Unless, my dear Lazyweb, someone knows a way to clean the heads of an Epson without a) calling tech support or b) destroying the chassis. Thanks.

Third-graders

This is a comment I left on Philip’s blog in response to Ross’ blog.

question: what are we, third graders that we must do all this touchy-feely, “we must not make comments” stuff?

ross’ comment was a bit on the edge, but its his blog, and he has any rights to write that the player sucks; the other blog post from joe is the more relevant: the entire free software/open source thingie works because we have copyright and because we have peer pressure. the “author” of listen stole code, because it didn’t simply lift it and put it into his project: he also removed the copyright notices. I copy code from many projects (as far as the license enables me to do it safely) but I leave at least a note saying from where I took the code and who’s the author. if a big company did the same thing we would all be jumping and screaming around.

what strikes me the most is that, instead of integrating stuff by talking to the various projects and – at most – forking some code base, the guy just went lifting code, collating stuff like a frankenstein movie, and then releasing the resulting “monster” without even a mention of the other projects. and all these people say: “oh, the media player situation demands it” or: “oh, amarok is such a fine player that we need a poor man’s clone for gnome” – basically insulting every author of the other media players around, insulting an author that want his contribution to the f/oss community recognized as he well should, and justifying the copyright infringement for the sake of having their pretty little clone.

these are energy stoppers. If I was a developer of another media player I would simply cease all my work instantly, out of such blatant ingratitude.

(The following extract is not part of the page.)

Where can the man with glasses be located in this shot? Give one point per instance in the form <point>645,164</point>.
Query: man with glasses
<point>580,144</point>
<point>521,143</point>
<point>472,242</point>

After having read some of the comments on Ross’ blog, and after the querelle about the NLD10 stuff that happened on the desktop-devel-list, I’m wondering if the major problem of the Gnome community is its being made of third graders, where one must not say bad things about someone else’s work because of a “we are all special”-kinda-like agreement that, it seems, you implicitly sign when you get an account.

Come on! If I think that a projects sucks I’ll write that it sucks, ferchrissake! I expect none the less from my peers, and I expect none the less from the many people that is well above my skills. If I wrote a piece of software and someone comes along saying that it sucks because of this and that, then I’ll respond or I’ll say fuck dude, you are right and will change it, or I’ll say yep, but it’s my project and I will go on. Gracefully taking criticism for your work is a valuable indicator that you are not a child anymore.

If you cannot cope with this, then please don’t even begin coding; because peer pressure and peer review are what makes F/OSS such a great endeavour.